Cela ne fait pourtant pas un bilan que retiendra la postérité. Car Jacques Chirac a aussi connu beaucoup d’échecs, témoigné beaucoup d’insuffisances ou de légèreté. Il a été, d’abord, le roi du « flip flop », ses changements de pieds ont donné le tournis, constituant autant de petits  ou gros mensonges. Mensonge, la promesse de lutter contre la « fracture sociale » de 1995, aussitôt suivie par un plan de rigueur. Mensonge, la volonté de rassembler les Français en 2002, uniquement concrétisée par la création d’un « grand parti de la droite », l’UMP. Jacques Chirac a été, en campagne, le roi de la promesse, et en actes, le prince de la déception. Mais il a été, aussi, un grand indécis, un grand arrangeur. Ses 12 ans de mandat n’ont pas vu de grandes réformes. Il faut dire, à sa décharge, qu’il a connu 2 ans de souffrance avec Juppé, 5 ans de cohabitation avec Jospin, 3 ans poussifs avec Raffarin, 2 ans d’agonie politique avec Villepin. Mais n’en est-il pas, au fond, le responsable ? Ce Président louvoyant n’a pas été un réformateur – si ce n’est les contestables lois Fillon sur les retraites ou l’éducation.
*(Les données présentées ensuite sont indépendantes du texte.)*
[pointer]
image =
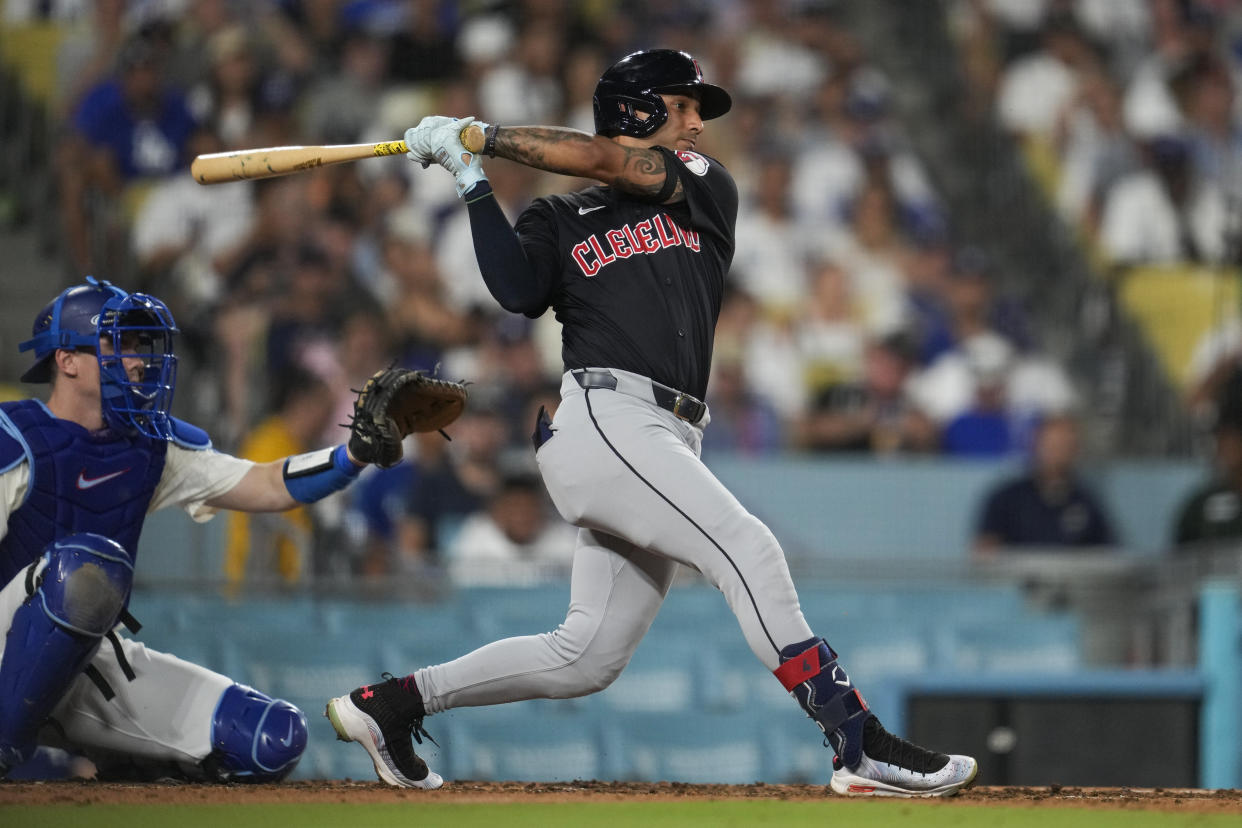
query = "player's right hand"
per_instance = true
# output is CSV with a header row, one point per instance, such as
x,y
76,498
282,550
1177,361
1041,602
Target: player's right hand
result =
x,y
421,140
451,154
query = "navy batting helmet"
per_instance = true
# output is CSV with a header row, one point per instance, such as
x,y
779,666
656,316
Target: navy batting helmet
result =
x,y
134,325
635,83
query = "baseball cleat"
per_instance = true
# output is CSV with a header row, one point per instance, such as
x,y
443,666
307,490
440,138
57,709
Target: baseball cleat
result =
x,y
894,767
385,719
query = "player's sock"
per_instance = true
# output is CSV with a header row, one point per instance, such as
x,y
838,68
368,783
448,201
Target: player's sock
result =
x,y
810,672
41,658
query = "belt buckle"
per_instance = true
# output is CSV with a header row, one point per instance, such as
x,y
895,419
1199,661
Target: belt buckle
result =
x,y
696,409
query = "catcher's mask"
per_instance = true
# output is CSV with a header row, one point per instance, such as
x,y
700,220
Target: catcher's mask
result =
x,y
635,83
134,325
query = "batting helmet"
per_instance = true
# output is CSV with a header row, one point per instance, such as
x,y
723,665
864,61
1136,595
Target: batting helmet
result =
x,y
635,83
134,325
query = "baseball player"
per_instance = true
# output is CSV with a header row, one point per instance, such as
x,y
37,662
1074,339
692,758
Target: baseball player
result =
x,y
635,272
77,477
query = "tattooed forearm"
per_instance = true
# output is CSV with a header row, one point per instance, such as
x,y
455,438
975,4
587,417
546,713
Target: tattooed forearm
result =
x,y
643,173
547,148
632,169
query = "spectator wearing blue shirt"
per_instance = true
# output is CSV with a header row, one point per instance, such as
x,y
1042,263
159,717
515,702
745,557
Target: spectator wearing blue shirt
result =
x,y
1047,507
128,127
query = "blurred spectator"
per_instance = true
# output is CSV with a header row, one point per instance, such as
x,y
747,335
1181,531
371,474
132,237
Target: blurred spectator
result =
x,y
422,49
1214,512
1094,149
1038,87
340,104
1048,505
516,541
1164,214
829,330
873,253
965,304
1180,30
524,87
771,248
419,312
851,142
128,127
1205,92
309,304
184,232
742,421
229,97
874,414
88,51
450,482
261,546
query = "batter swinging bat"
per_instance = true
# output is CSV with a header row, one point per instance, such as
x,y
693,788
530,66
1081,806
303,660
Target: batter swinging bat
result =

Il est aussi constamment demeuré distant, plus qu’économe de sa parole, soutenant de loin ses gouvernements, trop peu impliqué dans l’action, alors même que le passage au quinquennat exigeait qu’il le soit. Enfin, Jacques Chirac aura été un piètre européen, inconstant, d’abord eurosceptique, puis converti sans enthousiasme, inconsistant, car trop peu engagé, peu entraînant. Cela restera peut-être son plus grand échec : Chirac a affaibli le couple franco-allemand, il a bloqué les réformes structurelles de l’Union, il a échoué à convaincre les Français de la nécessité de changements politiques et institutionnels profonds. Il laisse une France isolée et moins influente dans l’Union, et à son successeur une dure pente à remonter.

 

En réalité, pour moi, Chirac se survit depuis le 29 mai 2005. Rejeté par les Français, négligé par nos partenaires, à la fois muet et inaudible, lassé de tout, il s’est replié dans son palais et s’est consacré, de l’inauguration du musée des Arts premiers en biographies complaisantes, à sculpter une statue de Président humaniste et altermondialiste – ce qu’il est peut-être devenu, mais si tard. En réalité, l’élection de Nicolas Sarkozy est bien celle d’un anti-Chirac. Sarkozy a construit son parcours contre le vieux Président, il a milité pour la rupture, il voudra incarner le mouvement, la conviction à droite et non le rassemblement dans l’immobilisme. Il aura les forces et les faiblesses symétriques de celle du dinosaure qui, contraint et forcé, parce qu’il n’avait plus ni présent, ni avenir, quitte le pouvoir. Il faudra, pour le déloger, un type d’opposition différent, moins moral, plus politique, confrontant les projets, les visions du monde et de la France.

 

Jacques Chirac s’en va, et tout le monde, ou presque, s’en moque. Il conserve, chez les Français, une part de sympathie, il n’a pas marqué son temps, pour avoir été trop habile et pas assez courageux. Il connaît, j’en suis sûr, ce verdict, même s’il s’est cuirassé d’indifférence. Le personnage manquera, et pas seulement aux Guignols – il est là depuis si longtemps, il est devenu si familier à tant de générations – mais personne ne regrettera le Président.